Début du procès d’un Soudanais pour triple meurtre à Angers
Le procès d’un ex-réfugié politique soudanais, accusé d’un triple meurtre commis en juillet 2022 à Angers, a débuté vendredi devant la cour d’assises du Maine-et-Loire, cinq mois...

Le procès d’un ex-réfugié politique soudanais, accusé d’un triple meurtre commis en juillet 2022 à Angers, a débuté vendredi devant la cour d’assises du Maine-et-Loire, cinq mois après un premier procès avorté.
Al Khawad Al Zine Sulaymane, cheveux ras et visage fermé, n’a pas décroisé les bras en déclinant son identité, juste avant la constitution du jury.

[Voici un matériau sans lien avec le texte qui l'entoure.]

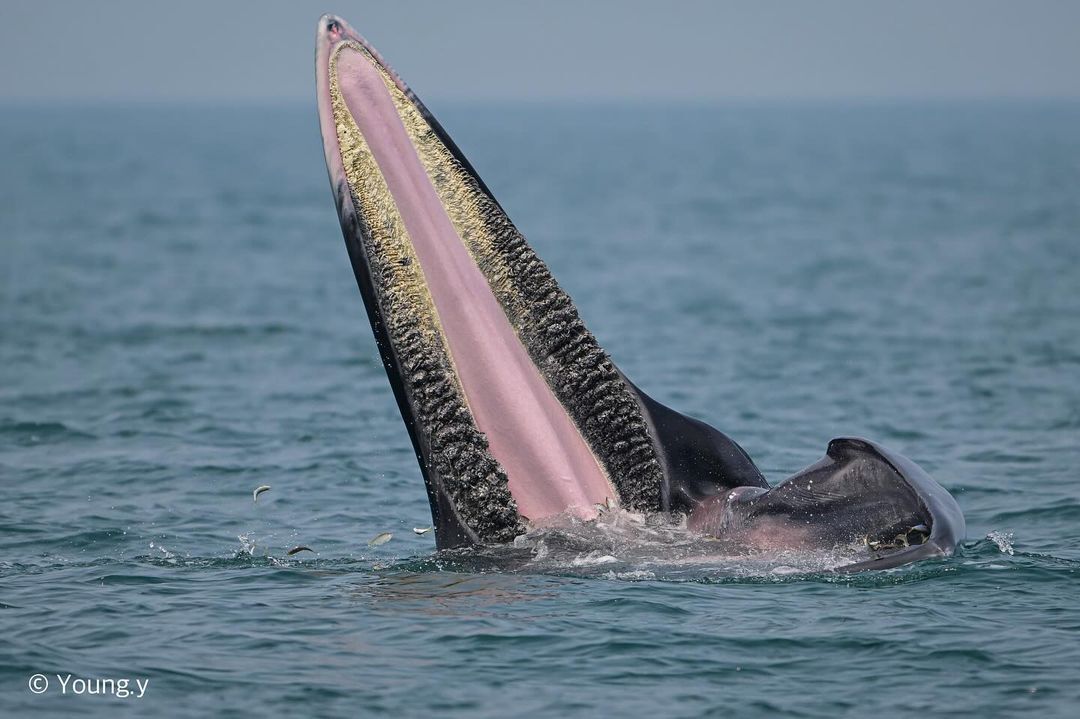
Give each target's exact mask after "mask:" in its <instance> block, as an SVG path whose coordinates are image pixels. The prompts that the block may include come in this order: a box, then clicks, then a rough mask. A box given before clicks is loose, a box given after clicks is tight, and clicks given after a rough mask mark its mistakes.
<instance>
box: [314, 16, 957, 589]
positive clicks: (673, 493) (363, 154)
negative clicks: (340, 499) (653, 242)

Assisté d’un interprète, il comparaît pour avoir tué à l’arme blanche trois hommes âgés de 16, 18 et 20 ans avec lesquels il avait eu une altercation quelques instants plus tôt.
Plusieurs garçons prennent la défense des filles et une bagarre éclate, suscitant l’intervention de pompiers et policiers, sans interpellation.
Après le départ des secours, l’homme quitte les lieux en voiture et, environ une heure plus tard, revient avec un couteau de 20 cm dissimulé.
Il tue alors trois jeunes hommes qui avaient été mêlés plus tôt à l’altercation et en blesse trois, selon l’accusation.
Un premier procès a eu lieu en octobre mais avait été renvoyé: le président avait fait parvenir aux parties un document faisant mention par erreur d’une condamnation à perpétuité de l’accusé, à la veille du verdict.
M. Al Zine Sulaymane, qui a deux mentions à son casier judiciaire pour conduite et violence en état d’ivresse, encourt la réclusion criminelle à perpétuité.
La peine retenue pourra dépendre de la prise en compte par les jurés de l’expertise psychiatrique de M. Al Zine Sulaymane, 36 ans, qui dit avoir traversé la Libye et l’Italie et avoir échappé à plusieurs attaques terroristes pour arriver en France en 2016.
Deux médecins ont en effet décelé chez lui un état de stress post-traumatique complexe d’intensité sévère, lié à des traumatismes graves, répétés, survenus dès l’enfance.
Son trouble, accentué par la prise d’alcool le soir du drame, a entraîné une altération de son discernement, selon les experts.
Le statut de réfugié, que l’accusé avait obtenu en avril 2018 avec une carte de séjour valable dix ans, lui a été retiré sept mois après les faits.
Le procès doit se tenir jusqu’au 20 mars.